I am trying to determine whether the vector functions
x1 = col(e^x, 2e^x, 3e^x) x2 = col(2e^2x, 4e^2x, 6e^2x) x3 = col(3e^3x, 6e^3x, 9e^3x)
are linearly independent over all real numbers x.
My instinct is that they are, but when I pose the question to WolframAlpha, it tells me otherwise, and I think it could be because it is interpreting x as a constant rather than a variable?
I know that when we use x = 0, we obtain 3 equations which effectively tell us only c1 + 2c2 + 3c3 = 0.
However, can we deduce nonzero constants from this fact that also work for all other x? Again, I think not, but Wolfram tells me otherwise.

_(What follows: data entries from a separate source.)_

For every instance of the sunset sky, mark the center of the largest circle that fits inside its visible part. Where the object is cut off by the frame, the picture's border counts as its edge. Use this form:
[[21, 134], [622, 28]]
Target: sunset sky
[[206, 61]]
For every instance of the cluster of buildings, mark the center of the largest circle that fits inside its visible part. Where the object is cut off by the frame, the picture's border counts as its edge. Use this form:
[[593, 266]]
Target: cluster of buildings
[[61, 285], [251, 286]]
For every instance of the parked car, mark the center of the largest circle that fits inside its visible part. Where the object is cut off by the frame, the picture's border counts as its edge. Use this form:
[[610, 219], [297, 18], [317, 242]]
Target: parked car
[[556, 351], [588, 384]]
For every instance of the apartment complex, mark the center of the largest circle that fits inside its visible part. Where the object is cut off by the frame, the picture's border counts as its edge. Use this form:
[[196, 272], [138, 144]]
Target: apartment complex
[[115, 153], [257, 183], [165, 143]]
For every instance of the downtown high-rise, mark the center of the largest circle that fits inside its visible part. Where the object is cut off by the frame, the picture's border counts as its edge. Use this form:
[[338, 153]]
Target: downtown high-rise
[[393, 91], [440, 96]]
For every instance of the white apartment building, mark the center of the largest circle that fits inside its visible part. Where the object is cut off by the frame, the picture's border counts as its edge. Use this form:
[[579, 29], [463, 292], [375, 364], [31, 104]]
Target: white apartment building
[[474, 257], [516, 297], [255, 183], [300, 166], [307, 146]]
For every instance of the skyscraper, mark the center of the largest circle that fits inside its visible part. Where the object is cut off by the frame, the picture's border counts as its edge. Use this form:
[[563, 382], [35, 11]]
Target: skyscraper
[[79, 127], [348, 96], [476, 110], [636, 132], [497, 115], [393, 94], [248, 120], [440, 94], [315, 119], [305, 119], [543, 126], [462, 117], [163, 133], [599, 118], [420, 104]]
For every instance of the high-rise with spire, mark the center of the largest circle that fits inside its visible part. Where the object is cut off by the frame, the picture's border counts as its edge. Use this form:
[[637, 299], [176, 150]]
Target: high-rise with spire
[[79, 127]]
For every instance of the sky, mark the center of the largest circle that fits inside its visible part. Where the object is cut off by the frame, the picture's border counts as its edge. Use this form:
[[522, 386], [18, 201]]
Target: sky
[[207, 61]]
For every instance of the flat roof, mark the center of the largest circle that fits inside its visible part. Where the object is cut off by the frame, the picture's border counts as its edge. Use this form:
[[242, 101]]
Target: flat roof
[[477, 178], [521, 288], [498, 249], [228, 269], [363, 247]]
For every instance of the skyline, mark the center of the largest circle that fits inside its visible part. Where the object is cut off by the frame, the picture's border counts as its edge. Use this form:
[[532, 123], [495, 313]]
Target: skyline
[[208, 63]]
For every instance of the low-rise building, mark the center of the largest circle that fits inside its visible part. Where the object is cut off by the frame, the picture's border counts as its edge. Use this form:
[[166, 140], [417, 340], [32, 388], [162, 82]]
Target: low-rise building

Set the linear relation $c_1\mathbf{v}_1 + c_2\mathbf{v}_2 + c_3\mathbf{v}_3= 0$ with
$\mathbf{v}_1 = [e^x \quad 2e^{x} \quad 3e^{x}]^T$, $\quad$ $\mathbf{v}_2 = [2e^{2x} \quad 4e^{2x} \quad 6e^{2x}]^T$, $\quad$ $\mathbf{v}_3 = [3e^{3x} \quad 6e^{3x} \quad 9e^{3x}]^T$.
You will find that the only solution to the linear relation above is the trivial solution, $c_1 = c_2 = c_3 = 0$.
Hence, the three vector functions $\mathbf{v}_1, \mathbf{v}_2, $ and $ \mathbf{v}_3$ are linearly independent, provided that $x \neq 0$. If $x$ were zero, one can find by inspection that $\mathbf{v}_1 + \mathbf{v}_2 - \mathbf{v}_3 = 0$, hence resulting in a nontrivial solution.
[Edit] My apologies, I should have thought about the condition when $x = 0$.
BHP